The court noted that if the employer’s policy was limited to requiring an employee who took intermittent leave to attend a medical appointment to produce a note verifying attendance at the appointment, that “would make much more sense.” While the court did not specifically approve this “appointment” approach, it is possible that you may be able to “trust, but verify” attendance at medical appointments.

 

 

Yet another plaintiff has sought to minimize her doctor’s restrictions and once again a court has held that an employee is bound by those restrictions. Horn v. Knight Facilities Management, Inc. (6th Cir. February 25, 2014). We posted last year about two cases where the plaintiffs sought unsuccessfully to discredit the medical opinion of their health care providers.

In Horn, the plaintiff, a janitor, developed a sensitivity to the cleaning chemicals used at work. After taking time off, and then limiting exposure to the chemicals to two hours per day, and ventilating the area, Horn still reacted adversely to the cleaning chemicals. After these numerous unsuccessful efforts, Horn’s health care provider wrote “no exposure to cleaning solutions.” When the employer determined that it did not have any work for Horn within this restriction, it terminated her.
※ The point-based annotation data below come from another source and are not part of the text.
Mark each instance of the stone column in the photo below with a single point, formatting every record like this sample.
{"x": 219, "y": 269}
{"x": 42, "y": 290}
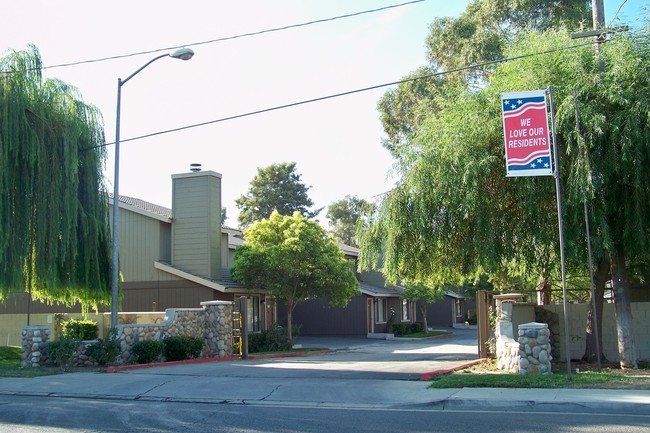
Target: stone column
{"x": 34, "y": 339}
{"x": 218, "y": 328}
{"x": 534, "y": 349}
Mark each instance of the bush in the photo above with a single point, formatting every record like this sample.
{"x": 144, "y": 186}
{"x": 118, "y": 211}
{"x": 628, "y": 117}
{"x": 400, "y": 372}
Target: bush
{"x": 80, "y": 329}
{"x": 147, "y": 351}
{"x": 180, "y": 347}
{"x": 60, "y": 351}
{"x": 271, "y": 340}
{"x": 408, "y": 328}
{"x": 104, "y": 351}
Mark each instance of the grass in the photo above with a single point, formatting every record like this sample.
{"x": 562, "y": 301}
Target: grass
{"x": 425, "y": 334}
{"x": 10, "y": 358}
{"x": 486, "y": 375}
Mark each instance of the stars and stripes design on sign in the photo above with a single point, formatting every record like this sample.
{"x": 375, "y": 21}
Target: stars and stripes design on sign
{"x": 525, "y": 126}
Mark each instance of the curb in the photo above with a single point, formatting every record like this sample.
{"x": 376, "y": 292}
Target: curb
{"x": 431, "y": 374}
{"x": 118, "y": 368}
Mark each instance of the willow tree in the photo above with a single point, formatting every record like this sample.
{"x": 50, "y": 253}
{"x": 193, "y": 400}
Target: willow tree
{"x": 456, "y": 214}
{"x": 54, "y": 233}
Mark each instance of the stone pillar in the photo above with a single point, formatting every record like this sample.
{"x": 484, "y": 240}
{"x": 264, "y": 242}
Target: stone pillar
{"x": 34, "y": 339}
{"x": 534, "y": 349}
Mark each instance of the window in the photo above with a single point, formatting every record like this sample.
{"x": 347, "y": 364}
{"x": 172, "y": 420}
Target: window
{"x": 253, "y": 313}
{"x": 406, "y": 310}
{"x": 380, "y": 310}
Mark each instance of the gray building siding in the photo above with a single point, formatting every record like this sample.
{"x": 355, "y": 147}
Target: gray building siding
{"x": 196, "y": 226}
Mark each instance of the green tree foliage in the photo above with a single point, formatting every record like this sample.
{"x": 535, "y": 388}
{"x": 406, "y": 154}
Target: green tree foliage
{"x": 54, "y": 233}
{"x": 423, "y": 296}
{"x": 275, "y": 188}
{"x": 294, "y": 260}
{"x": 456, "y": 215}
{"x": 343, "y": 216}
{"x": 477, "y": 36}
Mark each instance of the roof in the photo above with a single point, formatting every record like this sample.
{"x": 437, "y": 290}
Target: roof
{"x": 225, "y": 284}
{"x": 165, "y": 214}
{"x": 381, "y": 292}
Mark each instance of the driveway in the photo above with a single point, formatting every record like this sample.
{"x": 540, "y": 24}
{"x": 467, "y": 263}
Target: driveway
{"x": 350, "y": 358}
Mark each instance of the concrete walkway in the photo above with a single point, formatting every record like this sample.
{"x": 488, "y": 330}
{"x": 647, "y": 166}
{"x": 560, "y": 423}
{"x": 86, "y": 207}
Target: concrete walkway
{"x": 356, "y": 373}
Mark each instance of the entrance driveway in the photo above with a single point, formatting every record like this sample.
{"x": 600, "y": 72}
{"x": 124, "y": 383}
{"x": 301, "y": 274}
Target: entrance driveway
{"x": 350, "y": 358}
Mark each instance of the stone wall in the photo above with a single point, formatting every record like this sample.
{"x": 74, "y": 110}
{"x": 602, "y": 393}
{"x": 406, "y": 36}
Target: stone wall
{"x": 534, "y": 349}
{"x": 212, "y": 323}
{"x": 34, "y": 339}
{"x": 530, "y": 353}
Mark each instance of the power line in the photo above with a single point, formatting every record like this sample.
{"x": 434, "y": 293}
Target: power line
{"x": 350, "y": 92}
{"x": 239, "y": 36}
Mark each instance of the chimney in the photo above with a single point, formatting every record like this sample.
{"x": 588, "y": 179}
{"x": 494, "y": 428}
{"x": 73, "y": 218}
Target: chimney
{"x": 196, "y": 224}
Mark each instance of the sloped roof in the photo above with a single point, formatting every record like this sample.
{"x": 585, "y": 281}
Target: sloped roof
{"x": 226, "y": 284}
{"x": 381, "y": 292}
{"x": 144, "y": 205}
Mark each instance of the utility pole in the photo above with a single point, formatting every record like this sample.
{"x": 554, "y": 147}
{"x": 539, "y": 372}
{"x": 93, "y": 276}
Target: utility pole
{"x": 599, "y": 32}
{"x": 598, "y": 13}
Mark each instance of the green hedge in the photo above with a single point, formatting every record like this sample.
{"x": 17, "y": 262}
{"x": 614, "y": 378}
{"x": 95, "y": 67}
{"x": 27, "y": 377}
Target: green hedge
{"x": 145, "y": 352}
{"x": 408, "y": 328}
{"x": 180, "y": 347}
{"x": 273, "y": 339}
{"x": 80, "y": 330}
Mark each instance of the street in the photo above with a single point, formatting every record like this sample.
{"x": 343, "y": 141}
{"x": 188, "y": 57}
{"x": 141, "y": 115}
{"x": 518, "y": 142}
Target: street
{"x": 360, "y": 386}
{"x": 56, "y": 415}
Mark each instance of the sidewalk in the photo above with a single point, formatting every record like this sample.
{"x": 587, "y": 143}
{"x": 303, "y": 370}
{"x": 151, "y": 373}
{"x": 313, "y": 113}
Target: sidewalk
{"x": 336, "y": 378}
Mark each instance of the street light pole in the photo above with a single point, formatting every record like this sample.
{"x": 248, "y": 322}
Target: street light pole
{"x": 182, "y": 54}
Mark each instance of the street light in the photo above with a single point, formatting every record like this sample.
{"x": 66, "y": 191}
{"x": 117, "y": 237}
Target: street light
{"x": 182, "y": 54}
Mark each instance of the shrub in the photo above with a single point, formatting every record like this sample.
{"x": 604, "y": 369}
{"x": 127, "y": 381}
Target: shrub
{"x": 104, "y": 351}
{"x": 271, "y": 340}
{"x": 417, "y": 327}
{"x": 60, "y": 351}
{"x": 80, "y": 329}
{"x": 180, "y": 347}
{"x": 147, "y": 351}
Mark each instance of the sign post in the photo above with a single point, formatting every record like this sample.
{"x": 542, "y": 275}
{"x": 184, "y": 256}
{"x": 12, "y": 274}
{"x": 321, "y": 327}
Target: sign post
{"x": 528, "y": 153}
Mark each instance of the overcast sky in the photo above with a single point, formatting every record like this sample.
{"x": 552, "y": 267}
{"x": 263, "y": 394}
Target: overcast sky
{"x": 336, "y": 143}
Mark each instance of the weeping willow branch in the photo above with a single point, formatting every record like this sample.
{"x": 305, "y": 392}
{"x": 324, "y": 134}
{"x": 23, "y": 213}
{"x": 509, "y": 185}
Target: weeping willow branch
{"x": 54, "y": 233}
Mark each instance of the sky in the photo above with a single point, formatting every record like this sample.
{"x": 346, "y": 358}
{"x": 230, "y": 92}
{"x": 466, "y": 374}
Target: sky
{"x": 335, "y": 143}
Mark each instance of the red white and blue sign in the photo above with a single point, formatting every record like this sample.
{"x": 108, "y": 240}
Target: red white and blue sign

Horn argued that her health care provider’s “no exposure” restriction “was not as rigid as expressed in [the] final restriction” and that the employer would have known that she could “occasionally handle cleaning solutions and/or wear a respirator” had they engaged in the interactive dialogue in good faith. The court rejected Horn’s argument that her employer did not engage in the interactive dialogue appropriately and affirmed summary judgment for Horn’s employer.

 

The Department of Justice (DOJ) has announced that it has entered into a landmark consent decree resolving its first lawsuit brought under the Americans with Disabilities Act centered on the accessibility of corporate websites and mobile applications. Under the decree in National Federation of the Blind, et al. and United States v. HRB Digital LLC, et al., H&R Block agreed to make its website, tax filing utility, and mobile applications conform to the Web Content Accessibility Guidelines (WCAG) 2.0 to the Level AA Success Criteria. The company also agreed to pay damages to the two named plaintiffs totally $45,000 and pay a civil penalty to the DOJ in the amount of $55,000. It further agreed to take steps to maintain the accessibility of www.hrblock.com and its mobile apps with WCAG 2.0 AA, including adopting a policy, training employees and ensuring accountability, conducting regular automated and user testing, and regular reporting to the named plaintiffs and DOJ.

Website accessibility is the next cutting edge issue under Title III of the ADA. Regulations are expected from the DOJ providing requirements to make websites accessible to disabled users. The resolution of this lawsuit is another indication that the DOJ will adopt the WCAG 2.0 Level AA Success Criteria (which recommend alternatives, such as providing keyboard functionality) as the standard to achieve website and mobile application accessibility in compliance with Title III of the ADA. Companies offering services to the public should not wait for the DOJ’s regulations to ensure the appropriate accessibility of their websites and apps. The prudent preventive step is to audit them now and address any accessibility issues.